Building Healthy Communities (BHC) is a 10-year community initiative, launched by The California Endowment in 2010. BHC is dedicated to transforming 14 of California’s communities affected by health inequities. To celebrate the project’s 5-year mark, The California Endowment planned a 2.5-day conference, BHC Statewide Convening. The goal of the conference was to update attendees on BHC initiatives and progress, as well as create momentum to take the project through its final five years.
To celebrate the project’s 5-year mark, The California Endowment planned a 2.5-day conference, BHC Statewide Convening. The goal of the conference was to update attendees on BHC initiatives and progress, as well as create momentum to take the project through its final five years.
Previous California Endowment events hosted approximately 150 attendees. This year, BHC Statewide Convening invited more than 650 guests, opening the doors to grantee stakeholders, extended staff and local officials. An event of this scale was a first for the organization, so they enlisted the help of Christopher Pulido, Founder of the event-planning business Details by CP.
His main role was to work with their internal teams, external grantees and event vendors in order to tackle the unique challenge of serving a large and diverse audience.

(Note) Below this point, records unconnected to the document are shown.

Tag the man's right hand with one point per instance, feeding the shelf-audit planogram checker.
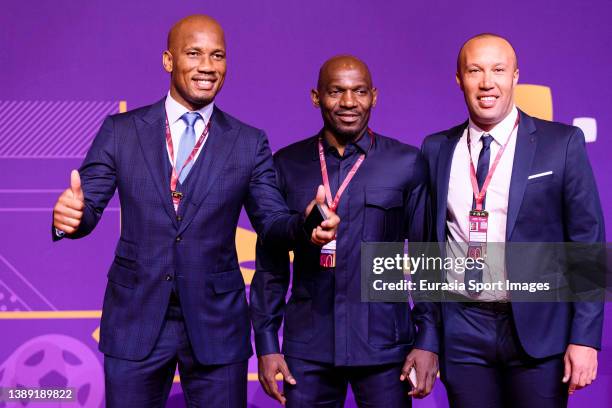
(268, 366)
(68, 210)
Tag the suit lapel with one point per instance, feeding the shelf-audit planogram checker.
(523, 158)
(217, 149)
(445, 158)
(152, 137)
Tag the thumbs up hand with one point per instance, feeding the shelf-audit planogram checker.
(68, 210)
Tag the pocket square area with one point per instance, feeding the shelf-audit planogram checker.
(546, 173)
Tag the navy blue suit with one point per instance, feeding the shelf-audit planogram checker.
(191, 252)
(561, 207)
(326, 325)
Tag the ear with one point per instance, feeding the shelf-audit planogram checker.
(167, 61)
(314, 97)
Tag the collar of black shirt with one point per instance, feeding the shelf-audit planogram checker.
(361, 145)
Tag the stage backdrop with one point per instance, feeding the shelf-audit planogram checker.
(66, 65)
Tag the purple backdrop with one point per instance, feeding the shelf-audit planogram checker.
(65, 65)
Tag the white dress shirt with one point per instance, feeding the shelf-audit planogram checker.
(460, 197)
(175, 110)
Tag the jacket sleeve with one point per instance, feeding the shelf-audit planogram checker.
(268, 291)
(419, 228)
(98, 179)
(265, 205)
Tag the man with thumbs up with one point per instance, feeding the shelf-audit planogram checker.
(183, 170)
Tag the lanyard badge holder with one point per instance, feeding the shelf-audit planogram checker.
(177, 196)
(479, 217)
(327, 258)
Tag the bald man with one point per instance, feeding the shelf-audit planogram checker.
(331, 339)
(504, 177)
(183, 169)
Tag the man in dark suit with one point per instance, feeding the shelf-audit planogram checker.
(331, 339)
(183, 169)
(538, 187)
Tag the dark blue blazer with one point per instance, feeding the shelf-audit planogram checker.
(193, 251)
(325, 319)
(561, 207)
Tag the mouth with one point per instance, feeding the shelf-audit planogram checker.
(348, 118)
(487, 101)
(204, 84)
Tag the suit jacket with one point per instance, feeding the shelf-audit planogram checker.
(563, 206)
(192, 250)
(325, 319)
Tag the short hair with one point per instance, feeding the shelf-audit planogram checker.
(485, 35)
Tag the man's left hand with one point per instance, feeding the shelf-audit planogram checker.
(326, 232)
(426, 366)
(580, 367)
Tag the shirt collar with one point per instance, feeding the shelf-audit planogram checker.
(175, 110)
(501, 132)
(362, 145)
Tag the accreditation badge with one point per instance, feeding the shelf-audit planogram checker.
(479, 225)
(327, 259)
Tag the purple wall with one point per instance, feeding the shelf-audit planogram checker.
(75, 61)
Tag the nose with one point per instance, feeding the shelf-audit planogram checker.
(486, 82)
(206, 64)
(348, 100)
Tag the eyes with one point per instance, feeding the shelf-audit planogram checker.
(217, 56)
(358, 92)
(497, 70)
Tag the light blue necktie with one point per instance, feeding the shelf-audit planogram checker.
(186, 144)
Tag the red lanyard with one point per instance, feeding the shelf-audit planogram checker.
(176, 196)
(334, 204)
(480, 195)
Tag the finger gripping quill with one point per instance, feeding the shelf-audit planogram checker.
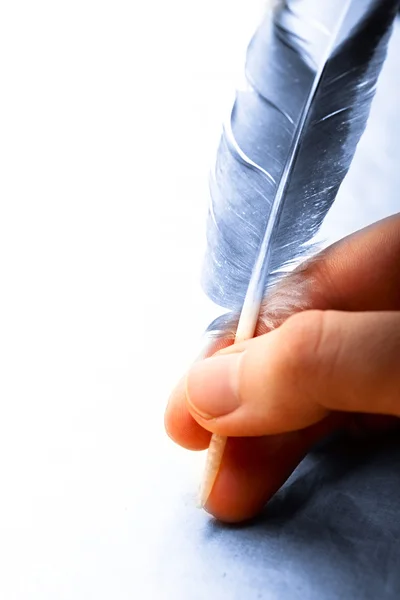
(311, 72)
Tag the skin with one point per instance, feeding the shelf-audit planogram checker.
(334, 365)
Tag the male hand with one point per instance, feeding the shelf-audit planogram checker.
(278, 394)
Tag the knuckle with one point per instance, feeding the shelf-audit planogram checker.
(311, 345)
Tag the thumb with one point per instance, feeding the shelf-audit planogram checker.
(292, 377)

“The challenge was bringing together non-profit presidents, as well as community youth, leaders and members, and even elected officials. How would we meet all their needs and help them see the value of being in the same space where they can learn and influence each other?”
Another goal for the conference was to help attendees build connections and foster ongoing relationships, and this intention was cemented into the conference schedule and overall design.
“We had a design firm assist in building the visual space,” said Pulido. “There were 20 to 30 minute unstructured networking breaks, allowing [attendees] to interact with each other over coffee. We brought in different furniture settings to help facilitate that.” Sets and sculptures were created out of printed cardboard, relaxation areas were designed, and a colorful exhibit space was set up for BHC’s 14 community projects. “It was not what you would expect to see, hear or feel at a traditional convening meeting. This event was much more visually appealing and included entertainment, performances, and music.” The event also aimed to encourage questions, conversation, photography, and, of course, social media engagement — an important part of the organization’s broader strategy.
Initially, The California Endowment considered printing a yearbook with attendee photographs and professional information to provide visual support and help create lasting relationships, but Pulido wanted a better solution
“These days, that’s not practical. Printing costs would be astronomical, and gathering all that information would be a feat in itself.” He recommended they find an event app instead.
Afer reaching out to other organizations that had tried various event apps, and setting up vendor demos with some of their favorites, Pulido and his team ultimately chose Attendify.
Pulido created a backwards timeline for publishing and promoting their app by using Attendify’s online setup and promotion guides. “The app provided templates we could fill out and upload, so getting the content we needed in there wasn’t difficult. It was designed to help facilitate the social media components,” he said. The Attendify team then trained Pulido and 18 team members on the app. As a result, they were able to encourage app engagement on the event floor and troubleshoot any potential issues.
Once the app was built, The California Endowment staff and consultants were the first to create their profiles. The staff seeded content, ensuring that by the time the app was live and promoted to all 650 attendees, there were already multiple posts and profiles in the activity stream.
“We started a buzz in the week leading up to the event. We took photos and posted things like, ‘I’m looking forward to my session,’ or ‘just landed,’” said Pulido. “It got everybody online sooner. By the time we were on site, we had more than 100 attendees already engaged in the app.”
The seeded content, along with Pulido’s “army” of 18 social media and app representatives on the show floor, resulted in almost 600 active users. Engagement was high, and the visually interesting backdrop of the event supported social posts. “A large portion of our attendees were under 30 and already engaged with social media. They were there taking selfies, group photos and posting pictures using hashtags. The environment was a fun and lively space, so it just tied right in.”
Throughout the event, the organizing team used the app to not only send push notifications; they also asked attendees to rate sessions, and attached links and powerpoint presentations to session information.
According to Pulido, the BHC event was a hit. “It was unique, appealing and just not your typical conference. The energy level was fun and engaging, and it was an important learning opportunity for the organization.” Pulido plans to share the app with nonprofits, especially those on a budget that are looking for better alternatives to printed collateral.